This ought to get at least a few of Adam‘s goats. Sadek Drobi over at InfoQ summarizes a debate about certification for programmers where several writers advocate that programmers really should be certified in testing software.

InfoQ: Testing and Quality Control the only Certification Needed?

A new certification for software developers should not be about OOP, metaprogramming, macros, design patterns or any in depth knowledge of programming languages. Reginald Braithwaite believes that only one subject must be on the examination list: testing and quality control.

Braithwaite stresses that this is not a debate on “whether to have separate testers or whether programmers should test themselves.” He simply asserts that, judging from his experience, safety is of crucial importance for software development in commercial environment. Hence, developers’ ability to ensure that software does what it is expected to do should be the prerequisite to any software development job…

While I’m not sure that any of the certifications currently available in the software business actually add value, the underlying message deserves to be shouted:

IF YOU DON’T CARE WHETHER YOUR CODE WORKS OR NOT, GET THE HELL OUT OF THE PROFESSION!

If you don’t know how to tell whether your code works or not, it’s pretty clear you don’t care. And if you don’t understand that “works” is defined by your users, not yourself, well…

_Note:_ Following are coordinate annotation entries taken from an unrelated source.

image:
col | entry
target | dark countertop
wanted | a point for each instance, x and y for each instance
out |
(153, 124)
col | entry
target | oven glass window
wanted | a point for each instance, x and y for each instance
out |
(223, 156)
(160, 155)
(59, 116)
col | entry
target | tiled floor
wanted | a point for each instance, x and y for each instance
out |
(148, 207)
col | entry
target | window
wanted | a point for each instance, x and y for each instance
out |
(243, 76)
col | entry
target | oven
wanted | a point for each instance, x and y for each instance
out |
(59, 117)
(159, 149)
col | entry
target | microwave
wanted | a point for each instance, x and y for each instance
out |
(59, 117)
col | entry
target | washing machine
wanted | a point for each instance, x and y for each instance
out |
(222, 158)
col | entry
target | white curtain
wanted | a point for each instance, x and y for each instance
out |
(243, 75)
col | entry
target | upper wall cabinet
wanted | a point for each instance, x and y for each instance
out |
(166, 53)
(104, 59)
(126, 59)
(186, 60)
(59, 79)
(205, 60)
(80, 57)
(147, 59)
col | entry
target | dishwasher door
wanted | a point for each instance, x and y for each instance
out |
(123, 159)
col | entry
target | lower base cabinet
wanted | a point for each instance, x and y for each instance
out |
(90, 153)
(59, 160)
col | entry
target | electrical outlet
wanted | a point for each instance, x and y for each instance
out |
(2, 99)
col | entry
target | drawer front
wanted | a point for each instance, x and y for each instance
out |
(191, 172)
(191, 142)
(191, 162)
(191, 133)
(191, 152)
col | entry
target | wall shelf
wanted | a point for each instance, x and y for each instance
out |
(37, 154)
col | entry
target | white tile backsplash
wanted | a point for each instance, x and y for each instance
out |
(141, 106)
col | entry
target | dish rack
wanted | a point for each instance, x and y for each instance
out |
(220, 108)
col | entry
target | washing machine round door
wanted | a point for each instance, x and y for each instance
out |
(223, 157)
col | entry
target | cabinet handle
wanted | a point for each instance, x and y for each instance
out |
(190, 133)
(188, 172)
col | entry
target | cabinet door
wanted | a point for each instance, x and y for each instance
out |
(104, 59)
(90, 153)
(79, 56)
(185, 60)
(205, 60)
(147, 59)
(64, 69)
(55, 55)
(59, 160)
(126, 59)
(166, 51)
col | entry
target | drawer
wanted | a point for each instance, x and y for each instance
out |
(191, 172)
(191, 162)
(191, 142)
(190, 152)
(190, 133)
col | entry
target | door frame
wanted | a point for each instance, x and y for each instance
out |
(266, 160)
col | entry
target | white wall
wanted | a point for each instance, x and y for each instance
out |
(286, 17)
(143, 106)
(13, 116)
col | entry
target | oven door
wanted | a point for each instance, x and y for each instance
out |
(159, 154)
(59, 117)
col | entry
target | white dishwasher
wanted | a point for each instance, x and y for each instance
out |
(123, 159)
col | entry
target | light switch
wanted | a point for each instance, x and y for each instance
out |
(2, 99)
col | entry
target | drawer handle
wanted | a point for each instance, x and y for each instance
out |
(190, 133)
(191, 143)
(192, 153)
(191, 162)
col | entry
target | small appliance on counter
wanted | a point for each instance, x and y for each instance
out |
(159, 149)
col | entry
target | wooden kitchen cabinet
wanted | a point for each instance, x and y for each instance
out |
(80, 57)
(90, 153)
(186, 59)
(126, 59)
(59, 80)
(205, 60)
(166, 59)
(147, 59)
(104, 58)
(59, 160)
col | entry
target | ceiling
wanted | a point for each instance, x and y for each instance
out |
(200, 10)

Greg, your professional Master’s degree better have lots of Quality in it, with a good dose of User-Centered Engineering.

One Comment

  1. Adam Goucher wrote:

    Okay, deliberate Adam-bait taken. 🙂

    When will the current fascination with certification end?

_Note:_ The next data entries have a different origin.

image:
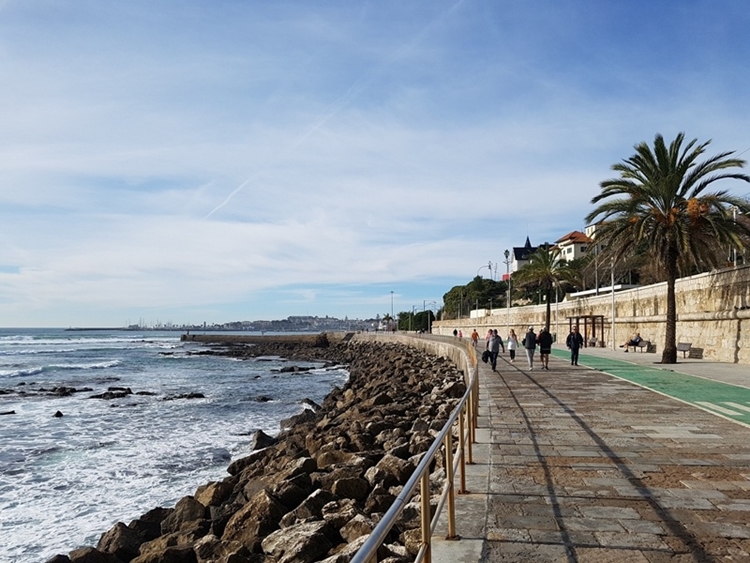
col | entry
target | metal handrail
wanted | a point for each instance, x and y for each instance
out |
(466, 409)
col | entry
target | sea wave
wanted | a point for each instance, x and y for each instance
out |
(34, 370)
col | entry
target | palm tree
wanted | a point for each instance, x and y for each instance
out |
(544, 270)
(659, 205)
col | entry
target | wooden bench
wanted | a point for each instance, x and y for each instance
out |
(634, 346)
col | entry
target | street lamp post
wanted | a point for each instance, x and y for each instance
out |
(488, 266)
(391, 306)
(507, 297)
(734, 248)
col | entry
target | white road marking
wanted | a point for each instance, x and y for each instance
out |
(717, 408)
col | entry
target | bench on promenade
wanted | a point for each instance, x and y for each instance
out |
(685, 348)
(642, 344)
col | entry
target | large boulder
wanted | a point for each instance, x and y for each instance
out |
(175, 554)
(301, 543)
(92, 555)
(254, 521)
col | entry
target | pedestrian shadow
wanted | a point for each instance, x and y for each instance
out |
(688, 539)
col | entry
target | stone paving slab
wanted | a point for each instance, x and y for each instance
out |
(575, 465)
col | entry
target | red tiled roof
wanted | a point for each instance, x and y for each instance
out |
(574, 237)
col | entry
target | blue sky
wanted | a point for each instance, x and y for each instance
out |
(186, 161)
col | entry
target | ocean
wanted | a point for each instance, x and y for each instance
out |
(66, 480)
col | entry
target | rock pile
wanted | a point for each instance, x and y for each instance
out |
(318, 490)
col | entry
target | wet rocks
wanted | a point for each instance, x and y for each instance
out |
(316, 490)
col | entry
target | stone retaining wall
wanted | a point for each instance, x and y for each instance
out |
(712, 310)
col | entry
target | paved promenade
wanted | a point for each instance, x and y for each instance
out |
(589, 464)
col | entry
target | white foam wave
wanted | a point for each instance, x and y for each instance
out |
(21, 372)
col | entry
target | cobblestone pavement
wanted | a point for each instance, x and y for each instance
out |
(575, 465)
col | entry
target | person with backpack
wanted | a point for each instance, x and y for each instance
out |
(574, 342)
(545, 346)
(494, 346)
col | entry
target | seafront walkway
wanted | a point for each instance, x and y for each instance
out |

    The issue is not whether or not certification is good / has value or not. It is what do you teach / test upon. For instance, one of the articles linked from the article says ‘black box testing.’ What the heck does that mean? Boundry Testing? Well, a dozen of the current leaders in the testing community spent 2 or 3 days discussing ‘what is a boundry’ and guess what, they couldn’t agree. How do you write a test around that.

    It’s more important that the people know how to *think* — and good luck writing an exam based around that.